Il a récemment été question de l'autorisation accordée par la FAA aux téléphones portables à bord des avions, mais il faut pour cela que les compagnies aériennes équipent leurs appareils d'une autre technologie, les «pico-cellules», soit fondamentalement des antennes-relais miniatures disséminées au sein de l'avion et redirigeant le signal vers le sol. Le vol MH370 n'était visiblement pas équipé d'un tel système –et même si c'était le cas, vous l'avez maintenant compris, le commandant de bord aurait très bien pu le désactiver.

Mais un téléphone aurait pu être utile

Ce qui ne veut pas dire que, dans un tel scénario, un téléphone portable aurait été complètement inutile. S'il n'est pas en mode avion, un téléphone envoie toutes les vingt secondes environ un signal pour tenter de localiser l'antenne-relais la plus proche (et c'est pour cela qu'il est pertinent de mettre son téléphone en mode avion pendant un vol, même si vous n'avez pas peur de causer des interférences avec les instruments de navigation: le processus, aussi constant qu'infructueux, siphonne au bout d'un moment votre batterie).

Même si votre téléphone ne se connecte pas à un réseau, c'est une source de radiations électromagnétiques détectable par des oreilles indiscrètes. «Si vous avez 200 téléphones qui émettent à tout de rôle un signal de 6/10e de watt, ça vous fait un sacré concert», explique Paul Czarnecki, pilote et technicien de réseaux mobiles. «Les Etats-Unis ont des stations d'écoute partout dans le monde qui enregistrent et numérisent le moindre signal aérien.

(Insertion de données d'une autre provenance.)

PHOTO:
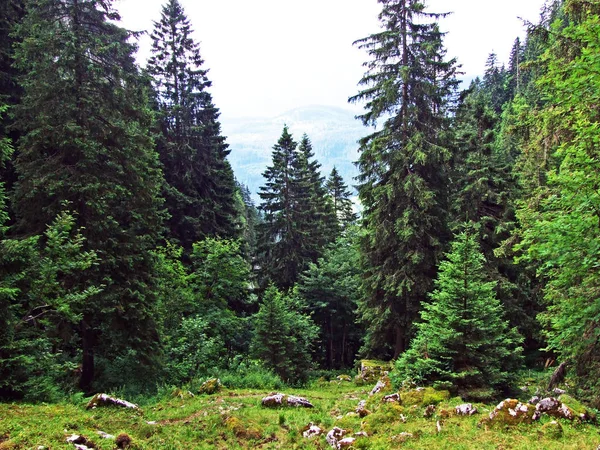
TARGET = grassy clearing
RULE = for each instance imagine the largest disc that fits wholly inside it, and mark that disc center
(234, 419)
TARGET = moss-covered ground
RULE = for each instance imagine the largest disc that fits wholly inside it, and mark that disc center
(235, 419)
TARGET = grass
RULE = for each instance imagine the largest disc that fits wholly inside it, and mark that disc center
(234, 419)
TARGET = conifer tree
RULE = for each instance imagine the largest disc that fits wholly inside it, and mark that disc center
(403, 168)
(11, 14)
(559, 218)
(318, 220)
(297, 218)
(86, 141)
(342, 204)
(284, 336)
(331, 289)
(463, 337)
(200, 187)
(280, 251)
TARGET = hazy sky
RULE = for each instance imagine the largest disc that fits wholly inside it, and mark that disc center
(269, 56)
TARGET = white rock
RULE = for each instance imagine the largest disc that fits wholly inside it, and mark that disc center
(312, 431)
(466, 409)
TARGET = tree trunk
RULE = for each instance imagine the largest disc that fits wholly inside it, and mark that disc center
(87, 364)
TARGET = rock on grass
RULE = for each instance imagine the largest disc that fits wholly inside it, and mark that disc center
(275, 400)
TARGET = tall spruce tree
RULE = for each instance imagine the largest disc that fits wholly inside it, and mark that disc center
(11, 14)
(86, 141)
(342, 203)
(296, 215)
(403, 168)
(319, 224)
(463, 337)
(200, 187)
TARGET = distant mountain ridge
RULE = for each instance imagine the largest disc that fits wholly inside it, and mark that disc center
(334, 133)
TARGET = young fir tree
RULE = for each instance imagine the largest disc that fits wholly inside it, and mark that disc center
(463, 337)
(319, 226)
(86, 141)
(279, 241)
(331, 290)
(297, 218)
(200, 187)
(403, 169)
(284, 336)
(11, 14)
(342, 204)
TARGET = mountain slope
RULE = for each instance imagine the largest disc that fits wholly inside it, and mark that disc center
(334, 133)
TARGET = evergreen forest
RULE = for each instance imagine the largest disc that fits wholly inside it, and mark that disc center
(132, 258)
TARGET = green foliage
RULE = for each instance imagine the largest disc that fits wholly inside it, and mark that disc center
(86, 140)
(560, 217)
(298, 218)
(41, 309)
(463, 337)
(201, 307)
(408, 86)
(199, 184)
(342, 203)
(331, 291)
(284, 336)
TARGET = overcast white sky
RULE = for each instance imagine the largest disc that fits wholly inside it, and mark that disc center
(269, 56)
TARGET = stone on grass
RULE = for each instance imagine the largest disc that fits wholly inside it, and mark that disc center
(123, 441)
(346, 442)
(392, 398)
(312, 431)
(553, 407)
(512, 412)
(581, 411)
(99, 400)
(423, 396)
(371, 370)
(334, 437)
(552, 430)
(104, 435)
(210, 387)
(403, 437)
(429, 411)
(81, 442)
(276, 399)
(361, 409)
(466, 409)
(382, 385)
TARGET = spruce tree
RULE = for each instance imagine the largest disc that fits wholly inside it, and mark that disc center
(403, 169)
(200, 187)
(284, 336)
(314, 205)
(86, 141)
(11, 14)
(463, 337)
(279, 241)
(342, 203)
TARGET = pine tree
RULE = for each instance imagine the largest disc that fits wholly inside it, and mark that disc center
(331, 289)
(279, 241)
(342, 203)
(559, 218)
(313, 203)
(200, 187)
(86, 141)
(403, 169)
(284, 336)
(11, 14)
(463, 337)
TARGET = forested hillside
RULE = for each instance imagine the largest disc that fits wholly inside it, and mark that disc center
(131, 257)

Je suis totalement stupéfait qu'on ne sache toujours pas où se trouve l'avion.»

Une raison expliquant cette absence de signaux pourrait être que tous les passagers avaient leurs téléphones en mode avion et que personne n'a décelé de problème dans la trajectoire de l'appareil. Si l'avion s'est finalement posé près du Kirghizstan, il a sans doute atterri à l'aube, laissant aux passagers très peu de temps pour saisir, grâce au paysage défilant à l'extérieur de leurs hublots, que quelque chose n'allait pas –et, au moment de le comprendre, ils se seraient situés dans une zone très peu peuplée, avec une couverture réseau quasi inexistante et/ou à une altitude basse où toute transmission électronique est difficilement détectable.

15 minutes d'oxygène

Et dans le cas où, plus tôt dans le trajet, des passagers auraient décelé un problème et tenté de faire quelque chose, il est aussi possible que le pilote ait rapidement réagi pour les arrêter. «Le pilote peut augmenter l'altitude de la cabine [ie. réduire la pression pour qu'elle corresponde à une certaine altitude au niveau du sol] jusqu'à son altitude de croisière», explique Rick Solan, pilote de Boeing 777.

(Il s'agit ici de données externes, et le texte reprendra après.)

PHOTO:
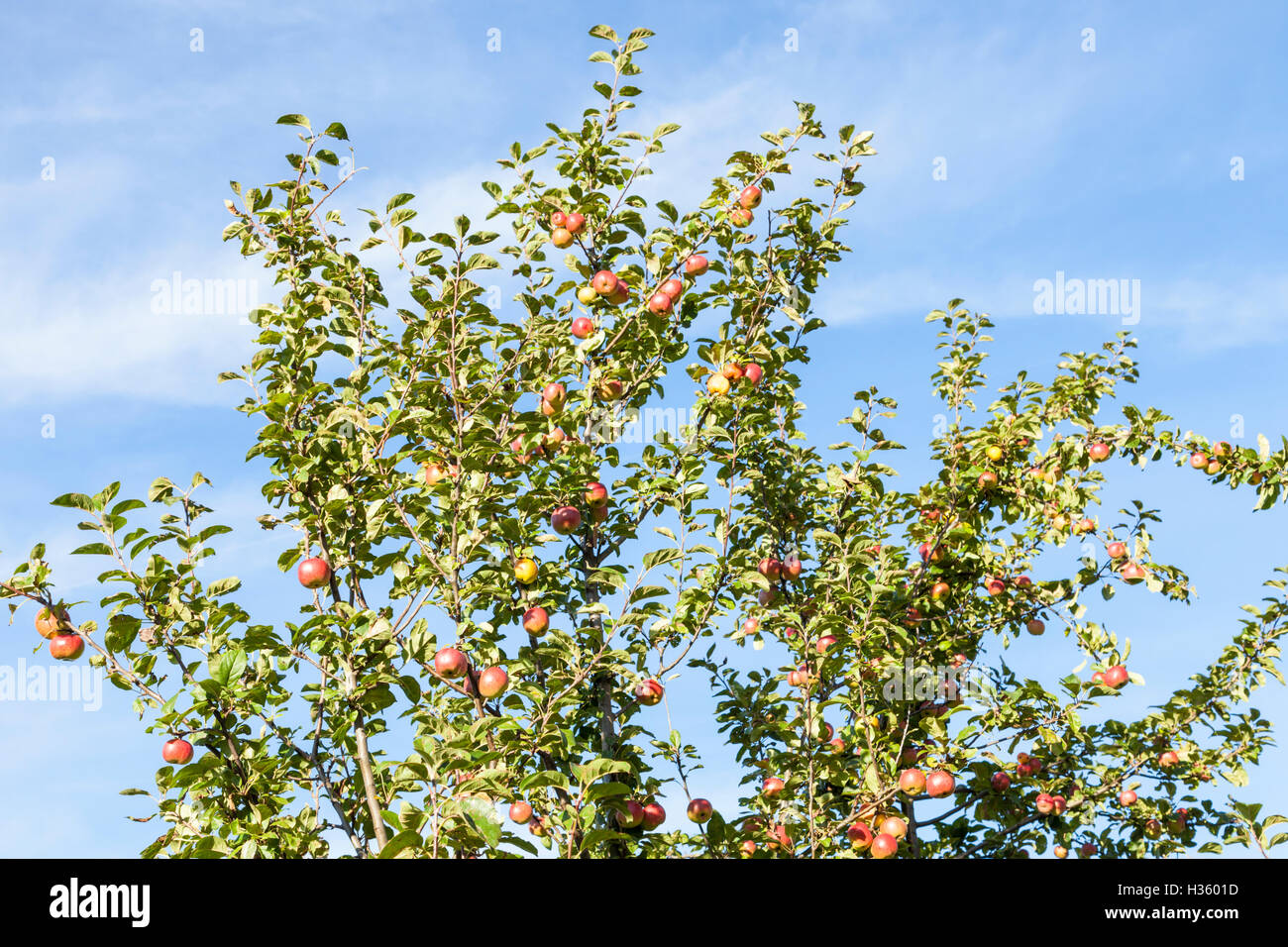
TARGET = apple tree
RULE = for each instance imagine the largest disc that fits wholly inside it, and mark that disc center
(497, 591)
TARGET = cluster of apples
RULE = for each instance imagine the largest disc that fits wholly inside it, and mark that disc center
(451, 663)
(566, 227)
(64, 644)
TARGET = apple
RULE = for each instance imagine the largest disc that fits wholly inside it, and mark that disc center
(660, 303)
(65, 646)
(450, 663)
(492, 682)
(520, 812)
(565, 519)
(894, 826)
(1116, 677)
(649, 692)
(632, 817)
(524, 570)
(884, 845)
(912, 781)
(653, 815)
(699, 810)
(48, 624)
(176, 751)
(939, 784)
(771, 569)
(313, 574)
(536, 620)
(859, 835)
(1132, 573)
(604, 282)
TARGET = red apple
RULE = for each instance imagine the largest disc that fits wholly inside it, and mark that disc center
(492, 682)
(176, 751)
(65, 647)
(649, 692)
(450, 663)
(536, 620)
(313, 574)
(939, 784)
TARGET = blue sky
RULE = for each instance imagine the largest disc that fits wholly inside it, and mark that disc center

En substance, le pilote peut dépressuriser la cabine, ce qui, à une altitude de 10.000 mètres, peut faire s'évanouir les passagers en quelques secondes s'ils n'attrapent pas leur masque à oxygène (qui se déploient automatiquement en deçà d'une certaine pression). Mais en étant obligés d'aspirer l'air d'un tube, les passagers sont immobilisés à leur siège et, dans tous les cas, l'oxygène généré chimiquement s'épuise au bout de 15 minutes.

C'est un scénario cependant bien sombre et il y a de bonnes raisons de penser que la personne, quelle qu'elle soit, qui a pris possession du MH370 a tout fait pour l'éviter. Si le motif le plus évident au détournement d'un avion rempli de ressortissants chinois –c'est-à-dire obtenir un moyen de pression politique via la demande d'une rançon– s'avère être le bon, les tuer signerait l'échec de toute la mission.

Compte-tenu de la subtilité de la stratégie déployée, il est plus probable (si on estime que l'avion n'a pas fini sa course au fond de l'océan Indien) que les passagers soient restés calmes et silencieux grâce aux techniques que mettent en œuvre quotidiennement tous les pilotes d'avion du monde: en exerçant leur autorité de commandant de bord et en offrant une explication a priori plausible au retard et au changement de trajectoire.